The West Marin Review is one of the remarkable things locals brag about, and the newest issue justifies their pride. As was true of each of the previous editions, the seventh volume, released last month, is a potpourri of prose, poetry, paintings, photographs and other forms of art.
Many of the entries are from people living in West Marin whose names will be quickly recognized; some are well known for their accomplishments nationally and in other countries, but others are talented amateurs. Though most of the submissions come from West Marin, there is no geographical restriction for entries. All of the pieces are subject to blind review by panels that rigorously assess them for quality and suitability. The roughly 500 submissions to the latest volume were winnowed down to a total of 52—12 prose pieces, 20 poems and 20 works of art.
Some earlier volumes have included musical scores and even a reproduction of beautifully written 19th-century letters. But what has distinguished each volume is its artfulness as a whole, beginning with the cover. If this sounds like hyperbole, the editors can point out with pride that the journal has been recognized far beyond West Marin. Volume 6 won first place among periodicals and literary journals from the Book Industry Guild of New York. Doris Ober, the review’s managing editor, maintains a carful overview of the written work but attributes the overall attractiveness to artist Madeline Corson, who oversees the design.
The age diversity of contributors—who range from children to nonagenarians—is another important feature of the review. The editors have actively recruited submissions from youngsters; Gerardo Loza, a freshman at Tomales High, has a poem in Volume 7 that evokes his experiences of both California and Mexico.
At a release celebration at the end of October, Heather Quinn, one of the authors featured in the new volume, read her poem, “Mindspill: A Paradelle.” In the most intriguing presentation of the afternoon, Quinn told listeners: “… the paradelle was created as a joke by [former United States poet laureate] Billy Collins in 1997 to create an impossible, ridiculously restrictive poetic form to poke fun at older forms of poetry, like the villanelle. He then published a paradelle that is considered to be quite awful and is assumed to be intentionally so, as if to say, ‘There is no way to write a good poem with this form.’”
To maintain the deception, she went on, Collins claimed in a footnote to the poem that it was one of the fixed forms of 11th-century love poetry. A Wikipedia entry describes the form as “… four six-line stanzas in which the first and second lines, as well as the third and fourth lines of the first three stanzas, must be identical. The fifth and sixth lines, which traditionally resolve these stanzas, must use all the words from the preceding lines and only those words. Similarly, the final stanza must use every word from all the preceding stanzas and only these words.”
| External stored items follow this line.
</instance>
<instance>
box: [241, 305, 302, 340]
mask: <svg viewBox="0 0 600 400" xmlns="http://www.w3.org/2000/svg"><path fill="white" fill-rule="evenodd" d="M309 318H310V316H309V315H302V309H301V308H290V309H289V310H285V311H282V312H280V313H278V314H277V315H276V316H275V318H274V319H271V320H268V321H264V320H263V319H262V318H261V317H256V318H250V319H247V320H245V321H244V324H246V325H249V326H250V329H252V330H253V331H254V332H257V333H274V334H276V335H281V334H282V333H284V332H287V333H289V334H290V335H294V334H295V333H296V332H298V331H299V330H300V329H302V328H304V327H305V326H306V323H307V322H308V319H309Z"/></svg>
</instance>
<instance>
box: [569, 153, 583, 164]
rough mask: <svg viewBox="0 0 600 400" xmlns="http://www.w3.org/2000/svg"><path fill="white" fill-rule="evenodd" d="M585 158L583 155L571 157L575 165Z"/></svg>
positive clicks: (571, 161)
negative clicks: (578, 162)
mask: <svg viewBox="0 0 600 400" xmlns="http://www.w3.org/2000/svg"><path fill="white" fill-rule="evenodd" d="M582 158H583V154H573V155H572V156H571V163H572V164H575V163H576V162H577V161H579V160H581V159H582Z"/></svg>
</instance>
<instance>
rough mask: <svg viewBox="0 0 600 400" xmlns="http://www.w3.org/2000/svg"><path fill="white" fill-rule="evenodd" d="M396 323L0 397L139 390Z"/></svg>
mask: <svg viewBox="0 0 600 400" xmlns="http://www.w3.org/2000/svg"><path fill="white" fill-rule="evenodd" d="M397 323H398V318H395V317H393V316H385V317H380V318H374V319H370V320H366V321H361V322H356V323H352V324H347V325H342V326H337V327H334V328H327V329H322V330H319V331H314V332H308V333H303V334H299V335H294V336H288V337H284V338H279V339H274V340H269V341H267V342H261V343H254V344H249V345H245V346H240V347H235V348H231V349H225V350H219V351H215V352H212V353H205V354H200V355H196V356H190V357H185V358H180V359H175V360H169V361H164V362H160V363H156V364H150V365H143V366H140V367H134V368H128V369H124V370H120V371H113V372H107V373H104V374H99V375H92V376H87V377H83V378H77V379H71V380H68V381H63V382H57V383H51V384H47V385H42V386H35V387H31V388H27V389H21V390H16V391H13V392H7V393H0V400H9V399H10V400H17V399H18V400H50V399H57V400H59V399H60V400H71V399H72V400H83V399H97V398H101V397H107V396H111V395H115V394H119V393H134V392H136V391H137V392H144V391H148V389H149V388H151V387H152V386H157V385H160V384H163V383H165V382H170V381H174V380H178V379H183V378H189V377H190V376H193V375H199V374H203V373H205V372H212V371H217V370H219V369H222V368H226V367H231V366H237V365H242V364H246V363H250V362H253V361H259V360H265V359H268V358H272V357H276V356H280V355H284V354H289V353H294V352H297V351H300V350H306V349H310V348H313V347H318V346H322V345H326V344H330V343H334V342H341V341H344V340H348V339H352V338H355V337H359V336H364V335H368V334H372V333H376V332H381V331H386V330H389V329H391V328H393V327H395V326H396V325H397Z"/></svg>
Although the paradelle was meant as a spoof, Quinn reported that “crazy poets” like herself took it as a challenge. Her poem concludes with the following all-inclusive stanza:
My grandpa’s love is unspooling
like a spillway. From every roof I perch
then lull into the ribbon of childhood
mind. I remember my home, another day,
the bee, t-shirt, backyard crying,
and red sting in the word forget.
I encourage readers to consult Volume 7 to see how all of these words are used in the previous three stanzas as a poetic prevue to this final amalgam.
Another highlight of the release party was the peripatetic David Miller’s synopsis of his entry, “Our Family Farm.” Miller, one of the review’s founders, has moved from West Marin to Davis, where he works as the program director for the Research and Innovation Fellowship for Agriculture at the university. He calls himself “an international development economist by day suffering from chronic jet lag, and an insomniac writer by night.” He has published some of the results of his insomnia—fascinating anecdotes about his life and travels—in the last several volumes.
His most recent entry describes how the back to the land movement of the 1960s persuaded him and his wife, Susan, to give up “tedious” graduate studies and, on a whim, buy a run-down 150-acre farm in upstate New York. The focal point of the story has to do with coming to grips with using a gun. As he explains, “It was impossible to imagine that pulling a trigger would occupy so much of the life of a tiller of the soil.”
Miller’s farmer neighbors were largely indifferent to his consternation. When he confessed that he had not killed a woodchuck he had spotted, his closest neighbor replied, “What’s the matter, you chicken?” Miller’s embarrassment led him to hunt down the offending animal, and the confrontation was both amusing and instructive.
Although the Millers gave up farm life and went on to work in many exotic places throughout the world, they held on to the farm and periodically returned for short stays for 30 years. As to these international adventures, previous volumes and the next one promise more results of Miller’s insomnia.
Another riveting presentation at the launch party featured Vicki DeArmon’s “A Mother’s No,” an evocation of how often she invoked “no” in raising her child. It will ring a bell for many parents, though probably not with such dramatic consequences.
And the celebration is not over. This Sunday, Nov. 13, Point Reyes Books presents Robert Hass, a former U.S. poet laureate, and friends reading from the new volume in a benefit for the West Marin Review. The event starts at 3 p.m. at the Point Reyes Presbyterian Church; tickets are $25.
Herb Kutchins retired to West Marin in an effort to keep up with his neighbors’ creativity.